Daphne A. Fuentevilla (Ph.D. '12)

The International Association for the Properties of Water and Steam (IAPWS) has adopted a theory-based calculation for the critical parameters of aqueous solutions of sodium chloride, first-authored by Department of Chemical and Biomolecular Engineering (ChBE) alumna Daphne A. Fuentevilla (Ph.D. '12), as its new international guideline. The formulation, recently published in the International Journal of Thermophysics, is expected to be ratified by the member nations of the IAPWS in January 2013.

IAWPS publishes internationally accepted formulations for water and aqueous solutions that can be used to calculate thermodynamic and transport properties, viscosity, and thermal conductivity over a large range of temperatures and pressures. Fuentevilla's work is the latest in a series of contributions to the IAPWS's efforts from the joint research group led by her advisor, Professor Mikhail Anisimov, and Distinguished University Professor Emeritus Jan Sengers.

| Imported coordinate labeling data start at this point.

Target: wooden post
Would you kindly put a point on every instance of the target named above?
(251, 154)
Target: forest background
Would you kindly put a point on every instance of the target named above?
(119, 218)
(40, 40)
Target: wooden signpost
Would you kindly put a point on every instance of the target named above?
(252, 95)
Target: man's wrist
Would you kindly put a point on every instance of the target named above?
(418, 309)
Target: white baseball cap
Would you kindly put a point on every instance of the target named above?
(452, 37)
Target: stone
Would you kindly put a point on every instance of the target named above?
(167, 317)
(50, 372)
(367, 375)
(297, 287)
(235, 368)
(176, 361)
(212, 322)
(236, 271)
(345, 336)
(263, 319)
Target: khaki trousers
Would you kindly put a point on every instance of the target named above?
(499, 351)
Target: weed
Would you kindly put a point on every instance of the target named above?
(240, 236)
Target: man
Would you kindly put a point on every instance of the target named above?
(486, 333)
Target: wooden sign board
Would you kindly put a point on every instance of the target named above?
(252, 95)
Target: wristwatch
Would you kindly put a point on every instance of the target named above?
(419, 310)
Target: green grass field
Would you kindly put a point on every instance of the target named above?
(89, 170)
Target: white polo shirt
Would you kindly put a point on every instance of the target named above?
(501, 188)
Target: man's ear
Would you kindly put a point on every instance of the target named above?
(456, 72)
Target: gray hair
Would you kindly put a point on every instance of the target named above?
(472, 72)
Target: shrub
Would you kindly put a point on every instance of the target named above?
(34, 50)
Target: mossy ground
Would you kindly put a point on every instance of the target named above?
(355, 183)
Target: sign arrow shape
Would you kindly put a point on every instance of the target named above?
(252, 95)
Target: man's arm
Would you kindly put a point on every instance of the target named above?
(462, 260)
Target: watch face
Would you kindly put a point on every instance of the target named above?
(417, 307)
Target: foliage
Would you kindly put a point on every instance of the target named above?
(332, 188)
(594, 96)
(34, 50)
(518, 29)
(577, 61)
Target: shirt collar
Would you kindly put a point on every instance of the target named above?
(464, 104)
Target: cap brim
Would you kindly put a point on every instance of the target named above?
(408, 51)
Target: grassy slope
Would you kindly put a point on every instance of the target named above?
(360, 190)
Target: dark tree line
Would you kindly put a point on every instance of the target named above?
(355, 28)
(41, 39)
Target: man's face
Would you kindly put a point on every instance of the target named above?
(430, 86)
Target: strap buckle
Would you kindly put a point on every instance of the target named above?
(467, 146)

Fuentevilla, who outside of her doctoral research works for the Materials Branch of the Naval Surface Warfare Center, studies the critical points of water—temperatures, pressures and densities at and beyond which multiple phases of water (such as fluid and vapor) cease to exist and becomes what is known as a supercritical fluid. Near these critical points, water possesses unusual thermodynamic properties, and even small changes in temperature and pressure can measurably alter them. When impurities are introduced—intentionally or naturally—the critical points shift. Industrial engineers using supercritical fluids take advantage of these properties, and need accurate equations describing these parameters in order to efficiently and successfully manage their processes.

In the current study, Fuentevilla set out to refine what is known about the critical points of high-temperature, high-pressure, aqueous solutions of sodium chloride—salt water. Salt water, she says, should serve as a good model for the behavior of other solutions, because it has been well studied, and researchers can access a large body of experimental data.

The last formulation describing the critical parameters of salt water, published by the IAWPS in 1999, was empirical. "What they did was take all of the available experimental data and fit a curve to it," Fuentevilla explains, “but the form of an empirical equation is chosen based on mathematics, the best fit to the data, and does not account for anything else we might know about the physics of the system."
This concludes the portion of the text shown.